That's what I noticed reading through this.

It looks like the server affinity is accomplished by using websockets. The http batching simply sends all the requests at once and then waits for the response.

I don't love this because it makes load balancing hard. If a bunch of chatty clients get a socket to the same server, now that server is burdened and potentially overloadable.

Further, it makes scaling in/out servers really annoying. Persistent long lived connections are beasts to deal with because now you have to handle that "what do I do if multiple requests are in flight?".

One more thing I don't really love about this, it requires a timely client. This seems like it might be trivial to DDOS as a client can simply send a stream of push events and never pull. The server would then be burdened to keep those responses around so long as the client remains connected. That seems bad.

▲

fleventynine 4 days ago | parent [-]

Yeah, I think to make a system using this really scale you'd have to add support for this protocol in your load balancer / DDOS defenses.

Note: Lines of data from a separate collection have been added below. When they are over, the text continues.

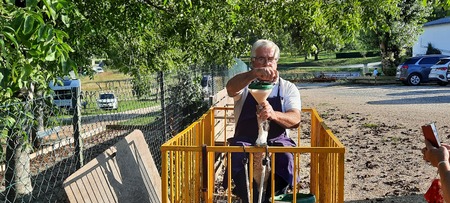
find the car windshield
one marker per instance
(429, 60)
(443, 61)
(106, 96)
(411, 61)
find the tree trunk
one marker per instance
(387, 58)
(38, 110)
(17, 174)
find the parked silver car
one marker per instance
(415, 70)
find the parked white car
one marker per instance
(108, 101)
(440, 71)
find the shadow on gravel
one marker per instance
(421, 100)
(404, 199)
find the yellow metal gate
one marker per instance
(190, 159)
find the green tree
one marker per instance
(317, 26)
(396, 25)
(33, 51)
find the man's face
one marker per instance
(265, 57)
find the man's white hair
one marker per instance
(267, 44)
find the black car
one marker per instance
(415, 70)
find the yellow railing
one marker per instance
(189, 160)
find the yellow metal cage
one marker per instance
(190, 159)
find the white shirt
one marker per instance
(290, 97)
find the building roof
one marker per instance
(445, 20)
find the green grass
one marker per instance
(92, 109)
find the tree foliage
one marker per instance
(33, 49)
(396, 25)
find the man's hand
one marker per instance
(435, 155)
(266, 74)
(266, 112)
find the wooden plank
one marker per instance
(125, 172)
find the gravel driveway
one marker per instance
(380, 127)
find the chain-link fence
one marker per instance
(43, 143)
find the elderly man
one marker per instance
(282, 108)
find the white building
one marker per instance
(437, 33)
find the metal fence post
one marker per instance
(76, 121)
(163, 109)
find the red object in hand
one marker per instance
(433, 194)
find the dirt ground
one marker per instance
(380, 128)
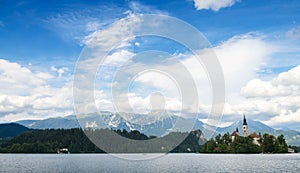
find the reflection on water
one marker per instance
(169, 163)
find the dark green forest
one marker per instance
(48, 141)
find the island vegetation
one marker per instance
(266, 144)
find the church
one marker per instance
(254, 136)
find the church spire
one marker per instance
(245, 127)
(245, 122)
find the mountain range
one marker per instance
(11, 130)
(153, 125)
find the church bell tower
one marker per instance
(245, 127)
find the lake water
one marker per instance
(168, 163)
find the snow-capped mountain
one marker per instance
(154, 125)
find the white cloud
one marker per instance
(60, 71)
(215, 5)
(276, 101)
(293, 33)
(28, 94)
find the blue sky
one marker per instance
(257, 43)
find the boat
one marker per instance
(63, 151)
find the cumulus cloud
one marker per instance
(278, 98)
(214, 5)
(293, 33)
(28, 94)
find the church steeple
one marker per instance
(245, 127)
(245, 121)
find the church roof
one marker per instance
(235, 133)
(254, 135)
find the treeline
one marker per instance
(48, 141)
(266, 144)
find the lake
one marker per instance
(168, 163)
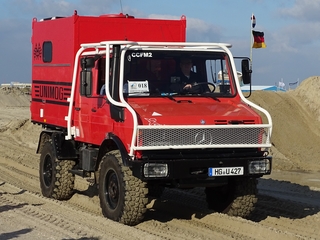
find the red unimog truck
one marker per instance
(147, 131)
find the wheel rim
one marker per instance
(112, 189)
(47, 171)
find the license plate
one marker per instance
(228, 171)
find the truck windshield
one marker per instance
(168, 73)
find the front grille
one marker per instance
(227, 136)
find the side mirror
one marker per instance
(246, 71)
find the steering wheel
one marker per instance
(211, 86)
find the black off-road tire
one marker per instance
(123, 197)
(55, 179)
(238, 198)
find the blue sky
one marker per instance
(291, 29)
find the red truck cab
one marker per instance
(153, 126)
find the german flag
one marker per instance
(258, 40)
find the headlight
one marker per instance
(155, 170)
(259, 166)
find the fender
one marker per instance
(64, 149)
(113, 142)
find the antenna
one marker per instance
(121, 6)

	▲	dgl 4 days ago \| parent [-]
		This isn't really that different to GWT, which Google has been scaling for a long time. My knowledge is a little outdated, however more complex applications had a "UI" server component which talked to multiple "API" backend components, doing internal load balancing between them. Architecturally I don't think it makes sense to support this in a load balancer, you instead want to pass back a "cost" or outright decisions to your load balancing layer. Also note the "batch-pipelining" example is just a node.js client; this already supports not just browsers as clients, so you could always add another layer of abstraction (the "fundamental theorem of software engineering").